Chromatography- Gel Filtration

• Gel filtration separates proteins based on size using a column filled with porous gel beads.
• Large molecules cannot enter the pores and flow through faster.
• Small molecules enter the pores and move more slowly.
• Applications include estimation of protein molecular weight and desalting protein mixtures.

Ion Exchange Chromatography

• Separates proteins on charge using a column with charged resin.
• Resin carries either negative (polyanionic) or positive (polycationic) groups.
• Oppositely charged proteins bind to the resin at the appropriate pH.
• Proteins are eluted by using a salt solution, which disrupts electrostatic interactions.
• Gradually increasing salt concentration releases weakly bound proteins first, followed by tightly bound proteins.
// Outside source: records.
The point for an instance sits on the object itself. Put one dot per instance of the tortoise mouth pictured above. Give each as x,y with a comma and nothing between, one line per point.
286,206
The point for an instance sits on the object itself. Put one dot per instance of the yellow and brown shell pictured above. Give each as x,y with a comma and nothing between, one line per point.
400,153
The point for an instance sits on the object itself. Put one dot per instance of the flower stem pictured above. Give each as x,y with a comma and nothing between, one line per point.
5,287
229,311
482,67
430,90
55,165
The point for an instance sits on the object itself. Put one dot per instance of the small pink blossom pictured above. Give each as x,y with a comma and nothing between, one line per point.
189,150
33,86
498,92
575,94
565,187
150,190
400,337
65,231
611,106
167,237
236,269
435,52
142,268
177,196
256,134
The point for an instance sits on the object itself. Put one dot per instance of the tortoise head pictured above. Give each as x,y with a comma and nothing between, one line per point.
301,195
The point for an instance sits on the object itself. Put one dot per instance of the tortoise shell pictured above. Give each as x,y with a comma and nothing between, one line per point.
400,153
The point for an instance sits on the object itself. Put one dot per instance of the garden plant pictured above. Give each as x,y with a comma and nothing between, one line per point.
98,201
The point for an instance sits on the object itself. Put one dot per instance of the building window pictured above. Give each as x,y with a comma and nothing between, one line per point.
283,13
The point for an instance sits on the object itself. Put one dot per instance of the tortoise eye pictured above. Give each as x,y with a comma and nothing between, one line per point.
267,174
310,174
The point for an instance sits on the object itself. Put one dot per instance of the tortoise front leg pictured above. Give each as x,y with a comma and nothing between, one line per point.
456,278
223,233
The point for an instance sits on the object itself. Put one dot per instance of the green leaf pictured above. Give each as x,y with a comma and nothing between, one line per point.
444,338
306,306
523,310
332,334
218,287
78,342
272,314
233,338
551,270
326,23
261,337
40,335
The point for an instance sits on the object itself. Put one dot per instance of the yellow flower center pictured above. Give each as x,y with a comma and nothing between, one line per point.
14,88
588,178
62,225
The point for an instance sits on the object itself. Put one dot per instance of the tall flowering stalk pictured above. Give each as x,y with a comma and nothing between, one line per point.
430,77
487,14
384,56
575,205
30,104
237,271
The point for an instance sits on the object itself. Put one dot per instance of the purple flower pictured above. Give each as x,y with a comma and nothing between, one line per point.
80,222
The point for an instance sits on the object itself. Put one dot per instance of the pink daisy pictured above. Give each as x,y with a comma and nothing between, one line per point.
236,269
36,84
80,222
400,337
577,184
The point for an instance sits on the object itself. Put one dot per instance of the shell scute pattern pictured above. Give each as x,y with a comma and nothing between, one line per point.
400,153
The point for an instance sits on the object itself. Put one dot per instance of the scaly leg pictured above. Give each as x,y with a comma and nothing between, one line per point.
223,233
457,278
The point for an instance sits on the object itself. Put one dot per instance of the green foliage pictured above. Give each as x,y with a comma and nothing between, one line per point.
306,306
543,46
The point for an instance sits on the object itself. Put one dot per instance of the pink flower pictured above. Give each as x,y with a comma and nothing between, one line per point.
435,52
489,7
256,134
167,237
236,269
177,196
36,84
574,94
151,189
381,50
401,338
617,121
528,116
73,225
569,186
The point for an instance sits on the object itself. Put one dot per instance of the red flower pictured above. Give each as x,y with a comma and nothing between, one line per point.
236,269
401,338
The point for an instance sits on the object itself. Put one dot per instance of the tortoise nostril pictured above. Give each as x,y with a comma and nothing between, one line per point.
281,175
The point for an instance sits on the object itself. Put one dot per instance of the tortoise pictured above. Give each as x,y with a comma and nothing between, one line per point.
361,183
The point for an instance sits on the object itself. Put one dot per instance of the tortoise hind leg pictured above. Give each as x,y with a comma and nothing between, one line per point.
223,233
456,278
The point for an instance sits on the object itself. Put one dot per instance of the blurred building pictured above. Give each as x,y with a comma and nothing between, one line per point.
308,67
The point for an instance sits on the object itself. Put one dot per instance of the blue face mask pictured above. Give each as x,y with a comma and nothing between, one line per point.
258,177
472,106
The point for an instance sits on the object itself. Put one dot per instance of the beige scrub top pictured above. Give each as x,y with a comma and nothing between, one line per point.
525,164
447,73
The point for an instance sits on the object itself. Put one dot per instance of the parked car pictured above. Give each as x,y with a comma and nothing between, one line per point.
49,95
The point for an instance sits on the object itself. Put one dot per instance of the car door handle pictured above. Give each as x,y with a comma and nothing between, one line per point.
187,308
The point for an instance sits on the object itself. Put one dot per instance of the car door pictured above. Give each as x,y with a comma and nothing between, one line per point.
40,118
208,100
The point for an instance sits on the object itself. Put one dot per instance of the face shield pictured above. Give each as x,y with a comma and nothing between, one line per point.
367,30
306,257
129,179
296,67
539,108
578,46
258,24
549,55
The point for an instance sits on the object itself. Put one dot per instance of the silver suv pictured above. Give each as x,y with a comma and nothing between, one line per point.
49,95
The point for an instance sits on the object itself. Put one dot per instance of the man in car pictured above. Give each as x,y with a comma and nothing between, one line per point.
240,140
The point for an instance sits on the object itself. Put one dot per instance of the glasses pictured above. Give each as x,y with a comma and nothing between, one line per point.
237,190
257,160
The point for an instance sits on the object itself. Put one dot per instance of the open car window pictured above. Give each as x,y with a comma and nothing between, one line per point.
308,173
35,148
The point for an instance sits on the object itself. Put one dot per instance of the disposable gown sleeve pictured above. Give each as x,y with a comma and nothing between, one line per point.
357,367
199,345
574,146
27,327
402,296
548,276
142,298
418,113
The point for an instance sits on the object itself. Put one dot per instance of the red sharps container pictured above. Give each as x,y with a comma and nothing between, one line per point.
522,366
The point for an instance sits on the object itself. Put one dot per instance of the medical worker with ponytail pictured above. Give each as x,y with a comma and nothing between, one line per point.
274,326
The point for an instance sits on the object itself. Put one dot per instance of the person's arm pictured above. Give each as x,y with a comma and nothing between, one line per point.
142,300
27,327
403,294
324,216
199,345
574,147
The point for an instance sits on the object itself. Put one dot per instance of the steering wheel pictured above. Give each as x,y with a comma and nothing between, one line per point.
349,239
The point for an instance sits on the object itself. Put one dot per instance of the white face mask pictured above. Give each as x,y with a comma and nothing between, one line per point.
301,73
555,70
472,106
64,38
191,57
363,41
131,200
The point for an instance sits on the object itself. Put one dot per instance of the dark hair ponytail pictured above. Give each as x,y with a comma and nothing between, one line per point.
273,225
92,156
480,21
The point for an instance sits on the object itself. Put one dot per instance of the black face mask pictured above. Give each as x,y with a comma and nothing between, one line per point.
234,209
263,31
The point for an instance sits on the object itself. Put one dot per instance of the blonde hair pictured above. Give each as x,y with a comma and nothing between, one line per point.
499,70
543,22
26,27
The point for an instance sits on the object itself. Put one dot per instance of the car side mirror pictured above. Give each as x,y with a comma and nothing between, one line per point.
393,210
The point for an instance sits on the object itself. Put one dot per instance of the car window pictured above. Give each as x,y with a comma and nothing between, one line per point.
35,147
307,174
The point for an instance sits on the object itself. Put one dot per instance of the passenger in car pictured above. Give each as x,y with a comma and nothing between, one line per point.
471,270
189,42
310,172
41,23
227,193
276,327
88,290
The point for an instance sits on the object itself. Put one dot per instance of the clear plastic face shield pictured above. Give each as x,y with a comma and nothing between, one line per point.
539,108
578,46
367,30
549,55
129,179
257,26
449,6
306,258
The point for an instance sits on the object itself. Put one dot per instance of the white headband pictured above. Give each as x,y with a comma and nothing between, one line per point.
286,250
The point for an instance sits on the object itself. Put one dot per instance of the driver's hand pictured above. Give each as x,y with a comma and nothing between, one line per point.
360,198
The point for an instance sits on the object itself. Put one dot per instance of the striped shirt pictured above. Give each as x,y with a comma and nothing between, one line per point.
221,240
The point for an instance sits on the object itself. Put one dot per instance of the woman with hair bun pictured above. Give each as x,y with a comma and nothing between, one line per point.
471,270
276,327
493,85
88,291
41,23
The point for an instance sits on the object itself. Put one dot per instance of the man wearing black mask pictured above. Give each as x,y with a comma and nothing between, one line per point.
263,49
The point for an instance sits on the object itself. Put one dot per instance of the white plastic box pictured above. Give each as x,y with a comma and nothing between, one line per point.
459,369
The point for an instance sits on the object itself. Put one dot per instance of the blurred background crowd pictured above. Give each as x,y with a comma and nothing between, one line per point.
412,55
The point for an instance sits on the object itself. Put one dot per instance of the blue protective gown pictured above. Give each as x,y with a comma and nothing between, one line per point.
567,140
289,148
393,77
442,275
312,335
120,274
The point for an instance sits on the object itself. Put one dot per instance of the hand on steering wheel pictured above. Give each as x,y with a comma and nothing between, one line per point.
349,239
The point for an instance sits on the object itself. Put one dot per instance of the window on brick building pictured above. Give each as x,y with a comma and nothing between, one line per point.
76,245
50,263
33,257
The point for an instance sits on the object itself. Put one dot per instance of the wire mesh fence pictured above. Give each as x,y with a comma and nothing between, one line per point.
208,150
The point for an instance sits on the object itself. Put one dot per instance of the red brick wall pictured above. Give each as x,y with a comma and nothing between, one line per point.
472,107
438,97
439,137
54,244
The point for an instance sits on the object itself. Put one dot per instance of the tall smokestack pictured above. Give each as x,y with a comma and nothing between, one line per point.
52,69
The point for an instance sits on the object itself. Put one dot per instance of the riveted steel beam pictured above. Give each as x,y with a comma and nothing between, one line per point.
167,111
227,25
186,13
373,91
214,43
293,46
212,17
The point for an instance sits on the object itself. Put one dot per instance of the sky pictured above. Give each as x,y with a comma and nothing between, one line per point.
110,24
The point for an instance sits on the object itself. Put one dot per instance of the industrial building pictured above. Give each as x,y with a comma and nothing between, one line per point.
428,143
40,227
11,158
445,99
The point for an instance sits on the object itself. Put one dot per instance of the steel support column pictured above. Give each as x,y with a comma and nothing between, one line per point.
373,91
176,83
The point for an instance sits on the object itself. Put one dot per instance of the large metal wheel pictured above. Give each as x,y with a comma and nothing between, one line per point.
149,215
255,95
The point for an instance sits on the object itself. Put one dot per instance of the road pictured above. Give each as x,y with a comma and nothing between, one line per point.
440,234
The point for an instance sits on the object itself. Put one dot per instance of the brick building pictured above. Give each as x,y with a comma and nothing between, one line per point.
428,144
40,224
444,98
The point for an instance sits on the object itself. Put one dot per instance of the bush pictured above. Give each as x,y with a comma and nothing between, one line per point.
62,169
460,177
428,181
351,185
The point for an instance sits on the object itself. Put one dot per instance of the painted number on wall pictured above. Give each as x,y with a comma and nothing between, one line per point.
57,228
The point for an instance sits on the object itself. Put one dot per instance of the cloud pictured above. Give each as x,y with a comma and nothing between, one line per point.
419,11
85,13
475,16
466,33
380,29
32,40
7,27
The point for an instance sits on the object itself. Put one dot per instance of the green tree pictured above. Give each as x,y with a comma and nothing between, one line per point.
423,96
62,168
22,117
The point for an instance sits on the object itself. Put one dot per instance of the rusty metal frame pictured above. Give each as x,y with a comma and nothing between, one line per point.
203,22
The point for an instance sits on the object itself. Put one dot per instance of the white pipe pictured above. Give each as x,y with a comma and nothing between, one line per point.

Purification Techniques Summary

• Salting-In stabilizes proteins through water molecules around charged groups at low salt concentrations, enhancing protein solubility in solutions.
• Salting-Out reduces water by using high salt concentration, causing proteins to precipitate, used to isolate proteins from complex mixtures.
• Dialysis separates proteins from small molecules through semi-permeable membrane to removes salts or impurities from protein solutions.
• Gel Filtration separates by size, where larger molecules elute faster through porous beads useful for molecular weight estimation and desalting.
• Ion-Exchange Chromatography separates by charge using a resin, used to isolate specific proteins based on their charge at a given pH.
• SDS-PAGE denatures proteins separating them by size in an an electric field, useful for determining purity and molecular weight of proteins.